Jeremy rispose alzando le spalle.

- “….non possiamo trattenerlo ancora, insiste per andare a casa…” - Matt aveva rapidamente composto il numero di Caroline.
- “Devi darmi ancora qualche minuto…sta arrivando anche Elena, Alaric è già qui…” -
- “E poi credo ci siano stati problemi al Grill, deve essere successo qualcosa con Josh...” -
- “Sì, lo so, si sono picchiati! Ma non è come crede Stefan…era un bacio d’addio, l’aveva appena lasciato…” -
- “Non ci posso credere, è un idiota! E si è fatto anche prendere a pugni!!” - sorrise suo malgrado.
- “A dire il vero è stato Stefan a colpirlo per primo! Era roso di gelosia, a sentire Elena…” -
- “Incredibile, non è da lui…” -
- “Hai ragione.."
- “E noi cosa possiamo fare?” -
- “Per ora possiamo solo condurli nella stessa casa…” -

Nel frattempo, Alaric stava finendo di sistemare gli addobbi sopra la porta. Avevano i minuti contati.
- “Accidenti, quel ragazzo deve fare sempre il supereroe, doveva per forza uscire un giorno prima?” -
- “Voleva fare una sorpresa ad Elena… ma la sorpresa l’ha avuta lui..” -
- “Sì, credo di aver intuito… Elena deve svegliarsi. Stefan è sempre stata la persona migliore per lei…” -
- “Lo pensi davvero?” – replicò Caroline, incuiriosita.
- “Sai quanto ho voluto bene a Damon, e so che si sono amati moltissimo. Ma senza dubbio con Stefan lei è stata felice..sono fatti l’uno per l’altra. ” -
- “Già, decisamente, in fondo l’abbiamo sempre saputo…” -
- “Caroline, scusami..” - avrebbe voluto mordersi la lingua.
- “Oh, non importa, davvero. E’ passata. Non era destino, non potevamo forzare gli eventi. E la vita ci ha allontanati. Ma credo fosse giusto così. Hai ragione tu, quei due sono fatti per stare insieme, dal primo giorno…” -
Alaric non era solito parlare senza riflettere, ma stavolta l’aveva fatto. A volte dimenticava che quei due erano stati ad un passo dal matrimonio. Cosa fosse successo, esattamente, forse nessuno l’aveva mai compreso, neppure i diretti interessati. Quello che era chiaro per tutti, però, era che il destino di Stefan era stato da sempre legato a quello di Elena. E in fondo anche Caroline, come aveva appena ammesso, l’aveva sempre saputo.
Caroline si allontanò a passo svelto. Si voltò e vide la scritta “Bentornato Stefan” appena sopra la porta.

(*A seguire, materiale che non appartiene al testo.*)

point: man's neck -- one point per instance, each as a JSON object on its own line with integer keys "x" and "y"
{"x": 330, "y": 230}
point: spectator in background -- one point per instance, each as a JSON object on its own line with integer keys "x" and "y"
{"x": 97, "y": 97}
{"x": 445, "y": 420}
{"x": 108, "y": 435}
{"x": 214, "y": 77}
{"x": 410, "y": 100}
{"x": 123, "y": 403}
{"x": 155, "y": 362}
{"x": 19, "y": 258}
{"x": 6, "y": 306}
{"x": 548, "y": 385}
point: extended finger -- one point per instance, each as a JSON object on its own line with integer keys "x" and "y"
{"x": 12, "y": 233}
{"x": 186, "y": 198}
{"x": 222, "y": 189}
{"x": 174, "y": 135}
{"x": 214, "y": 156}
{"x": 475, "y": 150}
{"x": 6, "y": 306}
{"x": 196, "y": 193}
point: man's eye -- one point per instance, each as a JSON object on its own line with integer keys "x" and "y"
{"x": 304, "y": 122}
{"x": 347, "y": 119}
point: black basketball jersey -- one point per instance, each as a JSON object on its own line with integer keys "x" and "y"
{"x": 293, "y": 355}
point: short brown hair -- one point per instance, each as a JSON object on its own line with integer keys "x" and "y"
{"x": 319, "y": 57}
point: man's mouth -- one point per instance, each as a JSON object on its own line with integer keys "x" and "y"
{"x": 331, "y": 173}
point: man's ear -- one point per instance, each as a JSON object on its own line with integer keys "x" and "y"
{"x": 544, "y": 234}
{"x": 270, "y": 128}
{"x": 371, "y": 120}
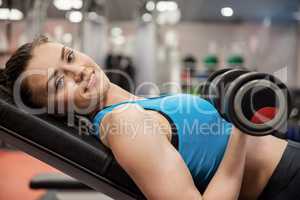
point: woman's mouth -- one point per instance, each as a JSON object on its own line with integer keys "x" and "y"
{"x": 92, "y": 81}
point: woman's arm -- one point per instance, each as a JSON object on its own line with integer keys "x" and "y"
{"x": 158, "y": 169}
{"x": 227, "y": 181}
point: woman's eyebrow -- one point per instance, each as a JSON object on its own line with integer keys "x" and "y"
{"x": 62, "y": 56}
{"x": 54, "y": 73}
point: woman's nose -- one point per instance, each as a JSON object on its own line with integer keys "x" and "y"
{"x": 76, "y": 72}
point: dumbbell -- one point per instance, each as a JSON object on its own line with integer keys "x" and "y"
{"x": 256, "y": 103}
{"x": 217, "y": 86}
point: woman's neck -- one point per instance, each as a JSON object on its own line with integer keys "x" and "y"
{"x": 116, "y": 94}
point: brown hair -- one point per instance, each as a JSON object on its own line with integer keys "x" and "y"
{"x": 16, "y": 65}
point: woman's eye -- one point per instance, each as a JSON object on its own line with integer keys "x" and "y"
{"x": 60, "y": 83}
{"x": 70, "y": 57}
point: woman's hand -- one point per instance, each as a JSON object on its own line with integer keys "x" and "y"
{"x": 226, "y": 183}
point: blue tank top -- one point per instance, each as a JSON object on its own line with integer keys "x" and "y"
{"x": 202, "y": 134}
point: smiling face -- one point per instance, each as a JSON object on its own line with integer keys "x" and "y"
{"x": 64, "y": 78}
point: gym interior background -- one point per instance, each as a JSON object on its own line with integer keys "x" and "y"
{"x": 151, "y": 43}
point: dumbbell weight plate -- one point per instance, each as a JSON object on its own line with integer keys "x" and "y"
{"x": 205, "y": 87}
{"x": 234, "y": 97}
{"x": 219, "y": 86}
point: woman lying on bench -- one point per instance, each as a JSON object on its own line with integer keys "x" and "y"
{"x": 173, "y": 146}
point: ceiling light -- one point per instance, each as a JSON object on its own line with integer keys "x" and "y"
{"x": 150, "y": 5}
{"x": 15, "y": 14}
{"x": 77, "y": 4}
{"x": 4, "y": 13}
{"x": 163, "y": 6}
{"x": 116, "y": 31}
{"x": 74, "y": 16}
{"x": 147, "y": 17}
{"x": 63, "y": 4}
{"x": 67, "y": 4}
{"x": 10, "y": 14}
{"x": 226, "y": 12}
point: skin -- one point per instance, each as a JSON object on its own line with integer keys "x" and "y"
{"x": 147, "y": 154}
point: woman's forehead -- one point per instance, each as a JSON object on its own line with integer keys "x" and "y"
{"x": 45, "y": 56}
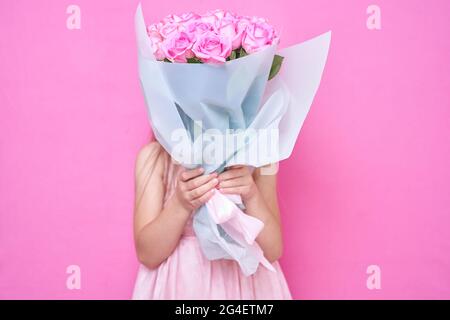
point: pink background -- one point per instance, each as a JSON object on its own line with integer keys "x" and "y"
{"x": 368, "y": 182}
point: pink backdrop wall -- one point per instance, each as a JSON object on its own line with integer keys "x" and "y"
{"x": 368, "y": 183}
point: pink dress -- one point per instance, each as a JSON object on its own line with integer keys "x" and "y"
{"x": 187, "y": 274}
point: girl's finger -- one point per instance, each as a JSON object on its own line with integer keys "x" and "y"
{"x": 234, "y": 190}
{"x": 231, "y": 173}
{"x": 196, "y": 182}
{"x": 204, "y": 198}
{"x": 200, "y": 191}
{"x": 186, "y": 175}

I palloncini erano al loro posto, il frigorifero era pieno, mangiare e bere a volontà.
Mancavano solo gli amici più cari e Stefan si sarebbe sentito a casa, protetto. Sembrava tutto perfetto.

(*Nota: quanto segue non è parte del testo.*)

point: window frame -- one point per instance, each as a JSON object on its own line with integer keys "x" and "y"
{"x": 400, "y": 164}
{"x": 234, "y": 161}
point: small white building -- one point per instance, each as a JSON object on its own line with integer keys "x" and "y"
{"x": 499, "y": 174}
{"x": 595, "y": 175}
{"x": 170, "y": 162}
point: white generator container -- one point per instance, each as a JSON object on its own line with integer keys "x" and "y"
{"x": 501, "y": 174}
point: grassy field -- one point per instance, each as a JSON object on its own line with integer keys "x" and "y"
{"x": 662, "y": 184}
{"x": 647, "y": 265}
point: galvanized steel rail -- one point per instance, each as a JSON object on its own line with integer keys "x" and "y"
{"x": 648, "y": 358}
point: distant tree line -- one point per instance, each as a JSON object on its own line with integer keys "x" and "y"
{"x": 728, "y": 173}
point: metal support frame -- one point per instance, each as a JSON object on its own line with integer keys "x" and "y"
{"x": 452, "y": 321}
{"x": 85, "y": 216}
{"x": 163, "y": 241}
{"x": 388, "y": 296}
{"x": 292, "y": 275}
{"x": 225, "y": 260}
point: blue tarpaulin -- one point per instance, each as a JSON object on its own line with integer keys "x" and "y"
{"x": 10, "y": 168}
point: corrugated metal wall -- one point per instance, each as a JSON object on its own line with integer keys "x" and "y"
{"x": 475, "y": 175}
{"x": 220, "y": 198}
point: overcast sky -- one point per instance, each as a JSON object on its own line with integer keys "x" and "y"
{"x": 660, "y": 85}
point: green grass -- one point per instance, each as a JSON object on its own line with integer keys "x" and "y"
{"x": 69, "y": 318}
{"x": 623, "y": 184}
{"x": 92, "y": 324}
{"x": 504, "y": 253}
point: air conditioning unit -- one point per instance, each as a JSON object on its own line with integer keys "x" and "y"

Un leggero nodo allo stomaco la colse di sorpresa. Era abituata a controllare tutto, le sue emozioni più di ogni altra cosa.
Le sue figlie stavano crescendo ma non si era mai permessa, finora, di lasciare spazio a emozioni che potessero destabilizzare una vita ben organizzata dove ogni cosa seguiva ritmi ben scanditi.

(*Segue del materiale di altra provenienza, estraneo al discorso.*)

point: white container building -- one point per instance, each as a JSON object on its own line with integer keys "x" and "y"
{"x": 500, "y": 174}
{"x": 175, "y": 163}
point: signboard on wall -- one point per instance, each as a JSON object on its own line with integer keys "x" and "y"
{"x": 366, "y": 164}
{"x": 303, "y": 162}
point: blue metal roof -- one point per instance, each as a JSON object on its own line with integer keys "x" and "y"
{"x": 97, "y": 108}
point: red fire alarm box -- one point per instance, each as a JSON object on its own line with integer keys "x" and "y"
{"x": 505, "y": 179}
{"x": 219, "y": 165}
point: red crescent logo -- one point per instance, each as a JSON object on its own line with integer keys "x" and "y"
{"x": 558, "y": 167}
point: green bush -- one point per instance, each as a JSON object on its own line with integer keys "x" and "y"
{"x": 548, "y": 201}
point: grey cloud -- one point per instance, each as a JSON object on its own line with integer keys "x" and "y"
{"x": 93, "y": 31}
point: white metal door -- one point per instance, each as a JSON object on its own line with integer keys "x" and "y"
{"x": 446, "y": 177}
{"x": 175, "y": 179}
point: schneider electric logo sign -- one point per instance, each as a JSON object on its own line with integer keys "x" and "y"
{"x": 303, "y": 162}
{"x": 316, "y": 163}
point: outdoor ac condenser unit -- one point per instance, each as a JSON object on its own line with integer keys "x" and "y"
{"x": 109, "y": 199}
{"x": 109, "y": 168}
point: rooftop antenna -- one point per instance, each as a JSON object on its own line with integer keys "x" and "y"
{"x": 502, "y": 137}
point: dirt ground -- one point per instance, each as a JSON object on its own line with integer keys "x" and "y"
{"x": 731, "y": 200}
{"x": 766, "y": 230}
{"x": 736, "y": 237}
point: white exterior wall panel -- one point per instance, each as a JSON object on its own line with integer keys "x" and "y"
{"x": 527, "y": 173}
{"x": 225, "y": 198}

Qualche singhiozzo uscì suo malgrado. Si rese conto che non sarebbe riuscita a controllarsi. Non sapeva bene cosa le stesse succedendo, ma capì che non doveva impedirlo e che, forse, aveva ancora qualche minuto prima che arrivassero tutti.
Quel pianto giunse alle orecchie di Alaric inaspettato, totalmente inaspettato. Erano anni che non la vedeva piangere. Quando Damon era morto lei, come tutti loro, si era lasciata andare al dolore della perdita. Ma non l’aveva mai più vista singhiozzare in preda alle emozioni, come in quel momento, forse dal giorno in cui erano nate le gemelle.
Che cosa le stava succedendo? Senza neppure riflettere si era ritrovato accovacciato accanto a lei e l’aveva presa tra le braccia.
- “Ehi...sshh, tranquilla..è tutto normale…” -
- “Cosa? Non so neppure io perché sto piangendo!” - disse continuando a piangere copiosamente.
- “Sì che lo sai….pensaci…” -
Rimasero qualche attimo in silenzio, ascoltando quel pianto che si stava normalizzando.
Nella mente di entrambi scorsero molte immagini, probabilmente simili tra loro.NLe feste, la vita, la morte, i compleanni, Stefan, Elena, Damon. Le loro figlie.
Era stato troppo.
Ciascuno di loro, Caroline compresa, aveva completamente dimenticato cosa volesse dire gioire e festeggiare per cose normali. Le loro menti e i loro cuori erano stati abituati, per così tanto tempo, a dover gestire eventi di natura straordinaria, così devastanti per il corpo e per le menti. A svegliarsi ogni mattina con quel senso di eccitazione misto a paura, per una costante esistenza sopra le righe, sempre in allerta, sempre con la costante sensazione che un devastante pericolo fosse dietro l’angolo.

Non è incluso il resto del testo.